Altın Madencileri Derneği (AMD) Yönetim Kurulu Başkanı Hasan Yücel de gerçekleştirilen panelde görüşlerini aktarırken sektöre sermaye girişini artıracak yeni bir kanuna ihtiyaç duyduklarını hem devletin hem yatırımcının taleplerini gözeten hem de yöre halkının taleplerine uygun bir kanun istediklerini belirtti. Yücel, konuyla ilgili olarak, “Madencilikte 5 grup var her gruba hitap edecek çerçeve bir kanun her bir gruba da ayrı yönetmelik olsun istiyoruz. Aynı elbiseyi herkese giydirince birisine dar, diğerine bol geliyor. Taş ocaklarının, mermerin, kömürün, metal madenciliğinin talepleri farklı farklı. Ayrıca kanundaki şartlar yerine getirildiğinde en geç 2 ay içinde izin taleplerine cevap verilmeli ki bir güven ortamı oluşsun. Özellikle metal madenciliğinde yatırımların gerçekleştirilebilmesi için 100-200 milyon dolar finans bulmanız gerekiyor. Orman izin bedellerinde Kanada da bir hektara 17 lira ödenirken biz 38-40 bin lira ödüyoruz. 2300 kat fazla.”ifadelerini kullandı.

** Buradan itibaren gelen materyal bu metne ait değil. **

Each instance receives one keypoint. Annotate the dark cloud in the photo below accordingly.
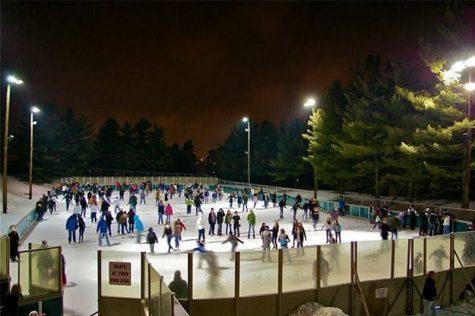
(196, 68)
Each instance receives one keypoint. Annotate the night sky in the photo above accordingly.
(197, 68)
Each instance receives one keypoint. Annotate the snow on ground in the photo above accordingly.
(18, 203)
(80, 294)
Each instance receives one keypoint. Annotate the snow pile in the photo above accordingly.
(315, 309)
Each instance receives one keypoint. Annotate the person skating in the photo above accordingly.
(168, 232)
(178, 229)
(266, 242)
(233, 240)
(220, 219)
(139, 228)
(200, 228)
(14, 243)
(102, 230)
(152, 239)
(251, 220)
(236, 224)
(82, 228)
(130, 219)
(71, 226)
(212, 221)
(227, 220)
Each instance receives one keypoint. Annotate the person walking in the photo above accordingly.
(14, 243)
(200, 228)
(178, 228)
(220, 219)
(227, 220)
(251, 220)
(212, 221)
(236, 224)
(284, 243)
(102, 230)
(131, 221)
(429, 294)
(71, 226)
(281, 208)
(152, 239)
(168, 212)
(266, 241)
(337, 229)
(139, 227)
(167, 231)
(233, 240)
(161, 211)
(82, 228)
(189, 203)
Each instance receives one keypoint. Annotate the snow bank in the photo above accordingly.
(315, 309)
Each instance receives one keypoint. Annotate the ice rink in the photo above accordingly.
(80, 293)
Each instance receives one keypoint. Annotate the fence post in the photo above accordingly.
(424, 270)
(142, 275)
(393, 246)
(319, 271)
(452, 267)
(99, 279)
(279, 282)
(237, 281)
(190, 281)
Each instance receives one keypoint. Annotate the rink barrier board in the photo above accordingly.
(331, 287)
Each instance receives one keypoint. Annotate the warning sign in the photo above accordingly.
(120, 273)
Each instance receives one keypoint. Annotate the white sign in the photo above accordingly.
(381, 292)
(120, 273)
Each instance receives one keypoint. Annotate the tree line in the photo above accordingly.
(65, 144)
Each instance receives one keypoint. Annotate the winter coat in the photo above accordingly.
(138, 223)
(72, 222)
(251, 218)
(168, 210)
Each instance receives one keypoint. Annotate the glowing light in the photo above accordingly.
(14, 80)
(470, 62)
(458, 66)
(469, 86)
(310, 103)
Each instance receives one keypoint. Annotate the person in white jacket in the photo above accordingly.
(200, 227)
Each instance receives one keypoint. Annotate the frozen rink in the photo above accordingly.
(80, 294)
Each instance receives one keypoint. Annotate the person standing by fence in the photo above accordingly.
(429, 294)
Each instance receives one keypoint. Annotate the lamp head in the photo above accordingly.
(14, 80)
(310, 103)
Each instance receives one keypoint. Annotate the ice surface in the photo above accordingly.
(80, 294)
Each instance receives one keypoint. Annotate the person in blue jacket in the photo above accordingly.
(138, 227)
(71, 226)
(102, 230)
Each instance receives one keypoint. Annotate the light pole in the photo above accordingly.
(311, 103)
(33, 110)
(11, 80)
(459, 67)
(248, 130)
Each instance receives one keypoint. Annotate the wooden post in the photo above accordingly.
(237, 281)
(425, 257)
(452, 268)
(190, 281)
(393, 246)
(279, 282)
(319, 271)
(142, 275)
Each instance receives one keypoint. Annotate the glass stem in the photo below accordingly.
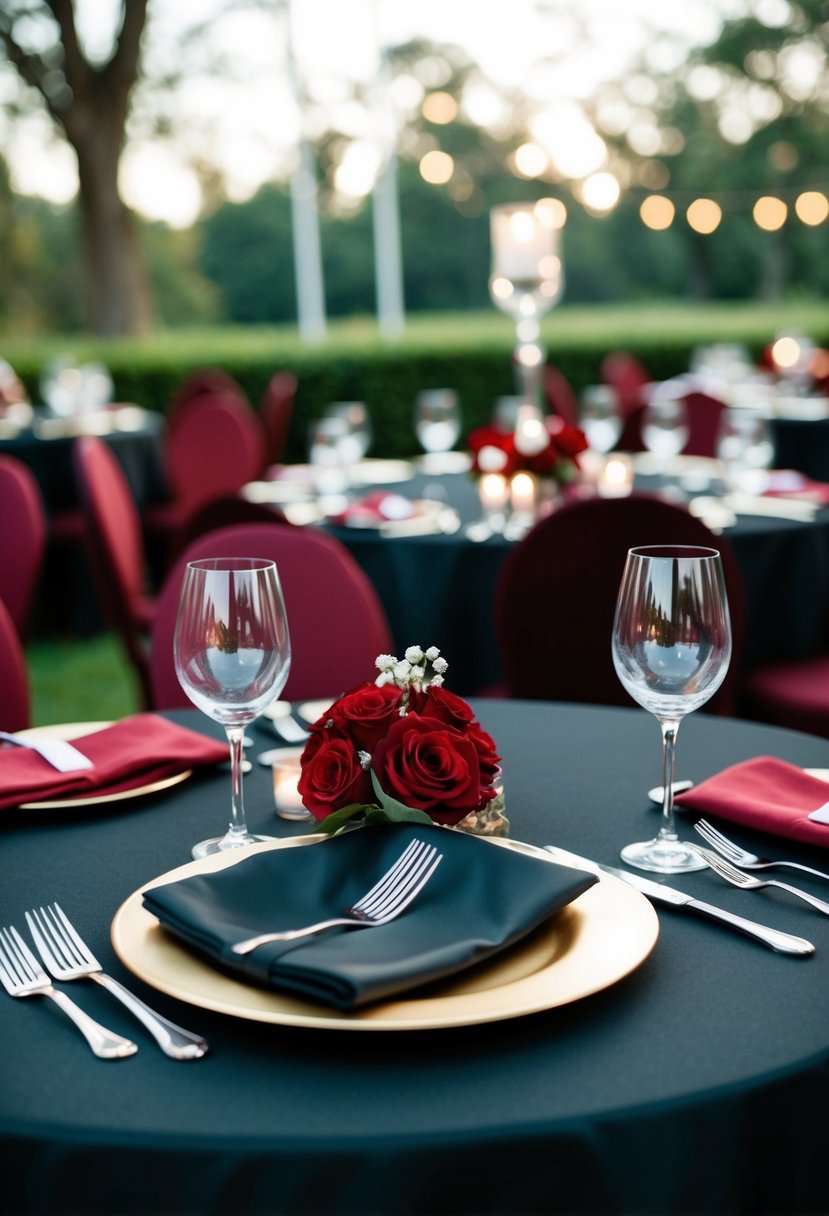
(669, 730)
(237, 826)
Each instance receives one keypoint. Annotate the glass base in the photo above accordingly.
(663, 856)
(224, 844)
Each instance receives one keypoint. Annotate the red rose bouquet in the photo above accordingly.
(554, 455)
(400, 748)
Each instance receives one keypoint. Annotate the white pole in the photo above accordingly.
(388, 255)
(308, 255)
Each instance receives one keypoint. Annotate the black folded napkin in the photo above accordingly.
(480, 900)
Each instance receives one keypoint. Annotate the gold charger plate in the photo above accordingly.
(593, 943)
(69, 731)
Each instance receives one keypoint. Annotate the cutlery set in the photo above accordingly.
(729, 862)
(66, 957)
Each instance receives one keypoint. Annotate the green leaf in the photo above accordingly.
(337, 820)
(395, 811)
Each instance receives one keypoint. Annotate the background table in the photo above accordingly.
(438, 590)
(699, 1084)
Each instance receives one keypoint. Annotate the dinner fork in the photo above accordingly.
(749, 883)
(738, 856)
(21, 975)
(68, 957)
(385, 900)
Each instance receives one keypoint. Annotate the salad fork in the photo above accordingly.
(388, 898)
(21, 975)
(749, 883)
(67, 957)
(738, 856)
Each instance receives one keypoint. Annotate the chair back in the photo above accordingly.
(556, 597)
(213, 449)
(275, 411)
(704, 417)
(114, 545)
(22, 540)
(13, 677)
(336, 619)
(560, 397)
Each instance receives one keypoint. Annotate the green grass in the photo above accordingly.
(80, 680)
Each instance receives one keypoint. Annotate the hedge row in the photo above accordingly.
(471, 354)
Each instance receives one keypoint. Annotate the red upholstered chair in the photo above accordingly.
(627, 377)
(275, 411)
(336, 619)
(116, 550)
(560, 398)
(794, 694)
(704, 417)
(13, 677)
(556, 597)
(22, 540)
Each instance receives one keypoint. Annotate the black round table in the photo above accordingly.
(698, 1084)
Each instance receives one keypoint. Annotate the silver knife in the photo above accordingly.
(784, 943)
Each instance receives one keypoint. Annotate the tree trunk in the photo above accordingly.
(116, 291)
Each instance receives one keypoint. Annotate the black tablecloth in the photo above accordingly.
(438, 590)
(697, 1085)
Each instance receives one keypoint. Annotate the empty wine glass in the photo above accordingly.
(665, 426)
(436, 423)
(671, 648)
(232, 657)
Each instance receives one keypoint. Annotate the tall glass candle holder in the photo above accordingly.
(528, 277)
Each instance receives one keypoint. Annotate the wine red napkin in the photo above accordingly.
(135, 752)
(767, 794)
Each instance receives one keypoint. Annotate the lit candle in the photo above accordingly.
(287, 771)
(522, 493)
(616, 477)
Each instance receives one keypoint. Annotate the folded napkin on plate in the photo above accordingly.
(376, 508)
(767, 794)
(480, 899)
(135, 752)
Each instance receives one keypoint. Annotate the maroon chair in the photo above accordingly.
(337, 623)
(22, 540)
(704, 418)
(627, 377)
(556, 597)
(560, 398)
(275, 412)
(116, 550)
(15, 710)
(794, 694)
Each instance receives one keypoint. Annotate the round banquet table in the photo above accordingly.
(438, 589)
(697, 1084)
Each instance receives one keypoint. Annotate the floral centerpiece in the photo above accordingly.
(551, 452)
(400, 748)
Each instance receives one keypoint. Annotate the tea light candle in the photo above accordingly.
(288, 801)
(616, 477)
(522, 494)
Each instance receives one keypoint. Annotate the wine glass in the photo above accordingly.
(671, 648)
(232, 657)
(436, 424)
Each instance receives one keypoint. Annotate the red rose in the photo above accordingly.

İstanbul Maden İhracatçıları Birliği Başkanı Aydın Dinçer de etkinlikte gerçekleştirdiği konuşmada cezalara dayalı olmayan ancak uyarı sistemine dayalı yeni bir kanun yapılmasından yana olduklarını söylerken ikinci önceliklerinin ise ruhsat iptallerinin zorlaştırılması yani ruhsat güvencesi sağlanması olduğunu belirtti. Dinçer, ülkemizde üretimi yapılan çok çeşitli madenler (taş ocağı, mermer, kömür, endüstriyel mineral ve metal madenciliği) olması nedeniyle farklı uygulamalara ihtiyaç duyulduğunu belirtirken söylerini şöyle sürdürdü:
“Farklı grup madenlere aynı uygulama uygun değil. Teşvikler olmalı, madencilik sektörünün en önemli giderleri akaryakıt ve elektrik, madeni çıkarabilmek bunlar üzerine kurulu. Enerji maliyetlerini yükse olması rekabet edebilmemizi sınırlayabiliyor. O nedenle enerji maliyetlerinde ÖTV’den muafiyet önemli. Madencilik sektörüne bu tür teşviklerin kanuna konularak sektörün desteklenmesi gerekiyor.”